Thursday, March 13, 2008

A Parallel World

Today, Reuter's had an interesting article on Craig Mundie's vision of a parallel world. Craig Mundie is Microsoft's Chief Research and Strategy Officer and has inherited the mantle of Microsoft visionary from Bill Gates himself.

The article caught my eye for multiple reasons. I had the good fortune to work for Craig Mundie's company, Alliant Computer Systems (mentioned in the article) quite a few years back, doing what he suggests only a handful of people know how to do, mapping serial applications to parallel computers. It was an interesting experience. These were massive applications running into tens or hundreds of thousand lines of code which had to scale on multiprocessor systems to deliver performance and compete against supercomputers like Cray. The performance delivered could make or break the sale of multimillion dollar systems.

Yes, Craig is a visionary and always has been. To be picked as Bill Gates' successor in this role is acknowledgement enough. But, as he himself points out, having a vision is one thing, predicting when it will happen is another :-) I am sure those of us in the '80s and '90s who thought parallel computing was ready to take off can attest to that.

The current shift to parallel computing is born out of necessity, with single processors reaching capacity limits in terms of heat, power consumption and semiconductor process technology. Craig predicts the arrival of a new "killer app" to take advantage of the coming powerful parallel computing platforms and even a new programming language. He defines his challenge as taking Microsoft past its traditional strengths into new technology areas. This will be interesting to watch, because he has been an advocate of Microsoft's early participation in web based television and other leading edge areas, much before they were fashionable or profitable. It will be like Microsoft taking on some Silicon Valley attributes :-)

This would explain the rate of Microsoft's Silicon Valley acquisitions over the last decade. Dean Takahashi has an interesting take on Microsoft's recent bid for another Valley icon. Speaking of Dean, he has succumbed to the Valley's entrepreneurial lure and has ceased to write for the Mercury News. I am sorry to see him leave because he is one of the best technology columnists I have read and he captures the beat of the Valley so well. But, as always, endings mean new beginnings. I wish him well in his new venture.


Monday, March 3, 2008

Making money off Social Networks

On Tuesday, February 19th I attended the MIT/Stanford Venture Lab event on Shaking the Money Tree of Multi-Platform Social Networks. Like the one on Green Tech for the consumer market in January, this one was also a sold out event. However, the similarity ends there, since they are two completely different markets. The panel was moderated by Jeremiah Owyang, a Senior Analyst at Forrester and consisted of panelists from two startups Social Media and Rock You and from more established players Bebo and Google, with Kevin Gullicksen from Morgenthaler Ventures giving the VC perspective. Jeremiah gives a nice summary of the event on his most excellent blog, with links to notes from others. As the post states, it was a most excellent event.

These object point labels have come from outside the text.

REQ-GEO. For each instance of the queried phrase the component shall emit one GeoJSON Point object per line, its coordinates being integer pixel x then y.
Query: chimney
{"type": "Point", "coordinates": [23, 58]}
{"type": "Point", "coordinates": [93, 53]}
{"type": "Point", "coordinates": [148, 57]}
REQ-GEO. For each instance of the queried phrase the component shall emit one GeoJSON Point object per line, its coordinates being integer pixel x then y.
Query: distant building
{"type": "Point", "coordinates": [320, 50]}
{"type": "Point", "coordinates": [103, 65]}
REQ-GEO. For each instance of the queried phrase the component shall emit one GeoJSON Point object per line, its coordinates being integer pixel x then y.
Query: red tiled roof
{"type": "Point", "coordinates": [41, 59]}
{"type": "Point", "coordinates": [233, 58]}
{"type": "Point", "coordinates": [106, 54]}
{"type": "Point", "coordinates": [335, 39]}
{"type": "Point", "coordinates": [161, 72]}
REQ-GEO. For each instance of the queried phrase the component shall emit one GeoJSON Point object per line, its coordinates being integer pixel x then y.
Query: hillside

Jeremiah's introductory slides classifying the online community and showing the demographics of the creators versus spectators were very interesting. For those interested he has his slides posted on his blog. It would be pointless to reiterate the summary which Jeremiah and others have covered earlier. But, the two things which stood out to me were 1) the proliferation of competitors, perhaps due to the low barrier to entry and 2) the difficulty of monetizing the social networks in spite of a plethora of apps and widgets on sites like Facebook and others. Social Media did point to several of their app developers making some money, but clearly scaling revenue seems to be an issue at this point.

However, what was most striking was the energy and exuberance of the community. Its almost as if they did not care whether they made money as long as they had fun creating the networks and the applications. Perhaps that was the source of most of these networks and the making money part came as an afterthought. It will be most interesting to see which of these networks turn out to be profitable and why.